La moglie e il fratello del popolare «Boss delle Cerimonie» Antonio Tobia Polese sono stati, infatti, condannati a un anno di reclusione dal Tribunale di Torre Annunziata per lottizzazione abusiva. Il reato, contestato dal pm Silvio Pavia della Procura oplontina, risalirebbe al periodo 1979-2011, quando nei circa 44mila metri quadrati dell'area su cui sorge La Sonrisa sarebbero stati effettuati «ripetuti abusivi edilizi» al solo scopo di «lottizzare la zona». Un'accusa che ha spinto il giudice monocratico Mariaconcetta Criscuolo a emettere la sentenza di condanna contro due dei quattro imputati del processo, ordinando al Comune di Sant'Antonio Abate dove ricade l'hotel-ristorante a 5 stelle di acquisire a patrimonio comunale la struttura ricettiva, famosa in passato per aver ospitato il festival della canzone napoletana «Napoli prima e dopo» che per anni è andata in onda sulla Rai, ed ora divenuta nuovamente nota al grande pubblico grazie al fortunato docureality sui matrimoni «alla napoletana» che va in onda su «Real Time».

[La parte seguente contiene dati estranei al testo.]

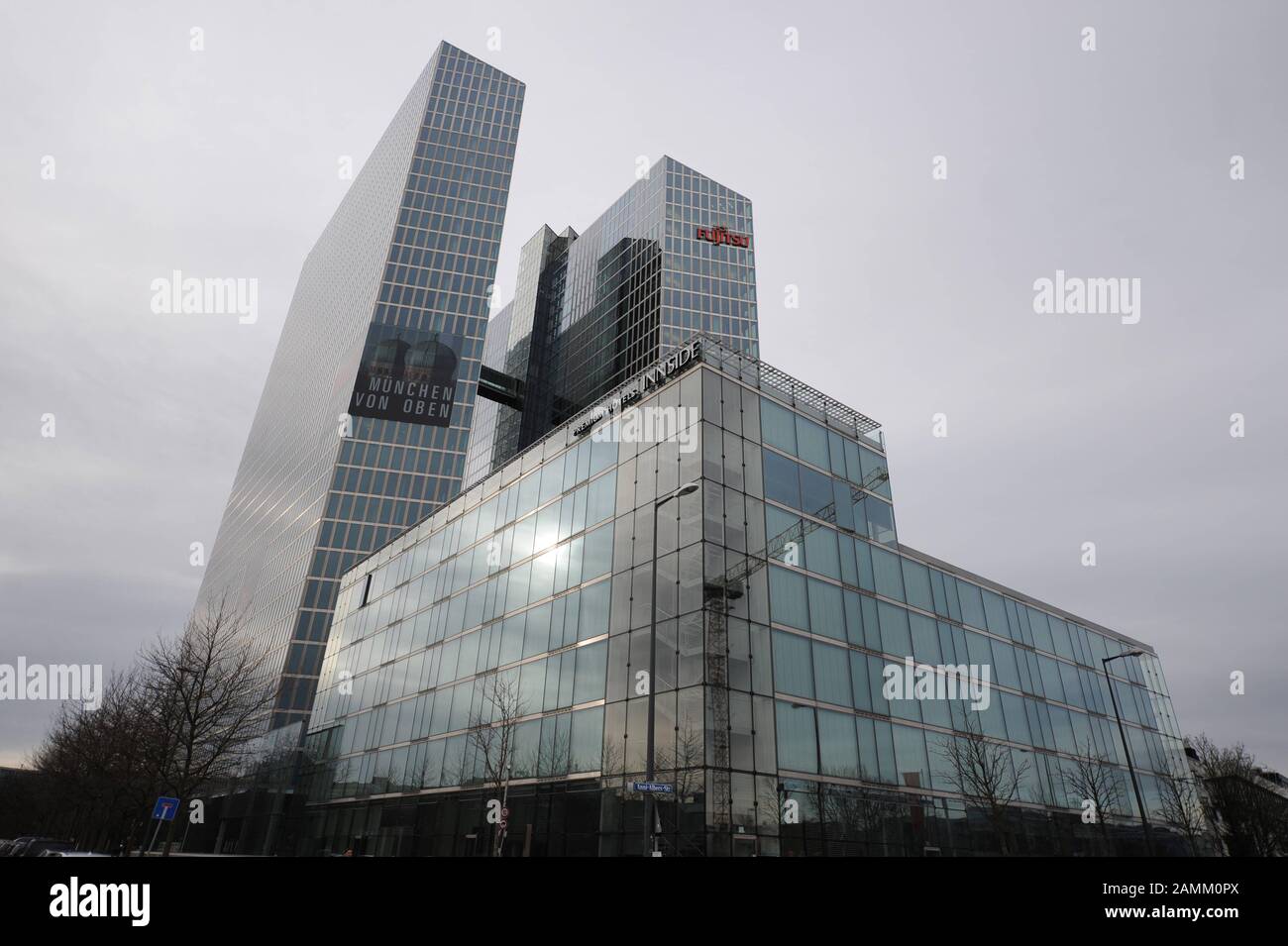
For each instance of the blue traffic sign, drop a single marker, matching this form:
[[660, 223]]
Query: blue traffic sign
[[658, 787], [165, 808]]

Un anno di arresti ciascuno è la pena inflitta dal tribunale oplontino a Rita Greco e Agostino Polese (assistiti dagli avvocati Vincenzo Maiello, Alberto Vitale, Michele Riggi e Guido Sciacca), rispettivamente moglie e fratello di «don Antonio», mentre sono stati assolti Sabatino (avvocati Federico Sicignano) e Maria Rosaria Polese (difesa dal giovane penalista Antonio de Martino) per non aver commesso il fatto. Non erano imputati i volti più noti al grande pubblico, il «boss delle cerimonie» Antonio Polese e suo genero Matteo Giordano, perché non sono proprietari effettivi delle strutture che risulterebbero costruite in mancanza dei permessi. Se il primo è stato trasferito proprio ieri mattina all'ospedale Monaldi di Napoli per avviare la riabilitazione dopo il ricovero al San Leonardo di Castellammare di Stabia, il secondo ha assistito a tutte le fasi processuali, scegliendo di non essere presente alla sola lettura della sentenza, dopo circa 6 ore di camera di consiglio.

L'intera Sonrisa era da tempo sottoposta a sequestro proprio in virtù dell'inchiesta della Procura di Torre Annunziata, con la gestione che era rimasta comunque totalmente ai proprietari e ai titolari delle società che si occupano delle attività ricettive e ristorative. La confisca ordinata dal tribunale di Torre Annunziata sarà effettiva non appena il Comune abatese renderà esecutiva la sentenza di primo grado, ma il bene potrebbe tornare in possesso della famiglia Polese, che ha già annunciato ricorso in Appello, non appena conosciute le motivazioni tra 90 giorni.

La gestione della struttura, naturalmente, anche in questo caso rimane nelle mani del «boss delle cerimonie», proprio in attesa della chiusura dell'intero iter processuale che deve passare attraverso i tre gradi di giudizio: per questo le cerimonie e i banchetti non si sono fermati. La società Sonrisa, poi, si è affidata all'avvocato Maiello per il commento della sentenza: «Proviamo sconcerto per una decisione che si colloca al di fuori del diritto interno e della Convenzione Europea dei Diritti dell'Uomo. Ciò che desta sconcerto è che si sia voluta rivalutare una vicenda che più volte era stata giudicata in diversi altri procedimenti, in nessun dei quali era stata ravvisata la configurabilità del reato di lottizzazione abusiva che, invece, inopinatamente è stato ritenuto configurabile allo scopo di legittimare l'applicazione della confisca».